Omalizumab is considered a promising prophylactic therapy for IA in treatment-resistant patients. This therapy has been shown to have both rapid and long-term benefits in multiple case reports.35 The dosage and treatment regimen should be determined on an individual basis. Further large-scale studies are needed to assess the efficacy of omalizumab therapy for IA in both adults and children. Hence, we believe that prophylactic glucocorticoid treatment should be reserved only for cases that are not well controlled with omalizumab.

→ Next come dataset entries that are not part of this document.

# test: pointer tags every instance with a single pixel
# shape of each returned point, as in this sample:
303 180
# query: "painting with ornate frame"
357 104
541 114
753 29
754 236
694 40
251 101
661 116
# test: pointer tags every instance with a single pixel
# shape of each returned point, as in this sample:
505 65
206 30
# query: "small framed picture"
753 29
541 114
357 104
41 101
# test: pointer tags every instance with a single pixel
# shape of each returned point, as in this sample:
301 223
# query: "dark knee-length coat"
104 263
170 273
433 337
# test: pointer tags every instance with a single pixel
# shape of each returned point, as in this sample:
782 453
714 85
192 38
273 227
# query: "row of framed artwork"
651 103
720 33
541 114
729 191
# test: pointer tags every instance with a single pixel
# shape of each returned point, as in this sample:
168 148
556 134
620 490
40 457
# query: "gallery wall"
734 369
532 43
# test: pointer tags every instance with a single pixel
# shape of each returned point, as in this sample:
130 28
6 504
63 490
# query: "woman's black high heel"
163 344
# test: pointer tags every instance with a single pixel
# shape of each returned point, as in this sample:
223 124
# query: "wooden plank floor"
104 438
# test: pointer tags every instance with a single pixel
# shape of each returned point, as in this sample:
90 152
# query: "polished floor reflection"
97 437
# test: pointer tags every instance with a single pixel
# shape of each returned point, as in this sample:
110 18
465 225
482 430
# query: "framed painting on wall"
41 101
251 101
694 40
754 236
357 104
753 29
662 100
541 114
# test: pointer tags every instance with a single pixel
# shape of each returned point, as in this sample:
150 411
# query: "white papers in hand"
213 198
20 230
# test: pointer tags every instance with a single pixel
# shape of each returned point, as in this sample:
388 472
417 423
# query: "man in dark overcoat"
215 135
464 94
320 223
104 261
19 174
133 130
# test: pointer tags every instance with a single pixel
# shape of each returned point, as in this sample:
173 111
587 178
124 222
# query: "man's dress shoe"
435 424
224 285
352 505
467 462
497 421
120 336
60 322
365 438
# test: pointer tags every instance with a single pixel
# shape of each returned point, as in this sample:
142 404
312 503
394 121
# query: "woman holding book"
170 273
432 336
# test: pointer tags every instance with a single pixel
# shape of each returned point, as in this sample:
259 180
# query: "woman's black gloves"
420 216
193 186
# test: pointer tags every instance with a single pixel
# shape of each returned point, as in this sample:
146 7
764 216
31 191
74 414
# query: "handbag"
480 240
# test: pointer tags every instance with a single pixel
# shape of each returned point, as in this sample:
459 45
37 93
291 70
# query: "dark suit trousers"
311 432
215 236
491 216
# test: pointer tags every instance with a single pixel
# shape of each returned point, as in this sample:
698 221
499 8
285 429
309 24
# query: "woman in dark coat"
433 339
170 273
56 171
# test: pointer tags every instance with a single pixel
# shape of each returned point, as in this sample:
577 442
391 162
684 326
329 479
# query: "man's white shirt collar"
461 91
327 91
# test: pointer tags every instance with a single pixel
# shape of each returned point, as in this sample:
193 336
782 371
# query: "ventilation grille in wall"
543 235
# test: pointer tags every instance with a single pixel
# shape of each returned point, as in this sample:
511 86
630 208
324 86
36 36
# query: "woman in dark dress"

In conclusion, few studies have evaluated the diagnosis and management strategies of true IA. Future studies are needed to optimize treatment regimens for IA in both children and adults. Health care providers should be aware of the potential differential diagnosis and underlying causes in order to develop an appropriate management strategy.

Omalizumab is a promising therapeutic option for IA as a novel approach to prophylactic treatment. We recommend conducting large-scale studies on the use of omalizumab in IA and a shift in treatment paradigm that will prioritize omalizumab over glucocorticoids as an efficacious and safe second-line prophylactic treatment.

Figure 1 Results of the systematic review using PubMed database. Excluded papers were either review articles rather than original papers or not relevant to the diagnosis or management of idiopathic anaphylaxis in adults and children.

Figure 2 Anaphylaxis management algorithm.

Figure 3 Frequent and infrequent anaphylaxis treatment algorithm.


The authors report no conflicts of interest in this work.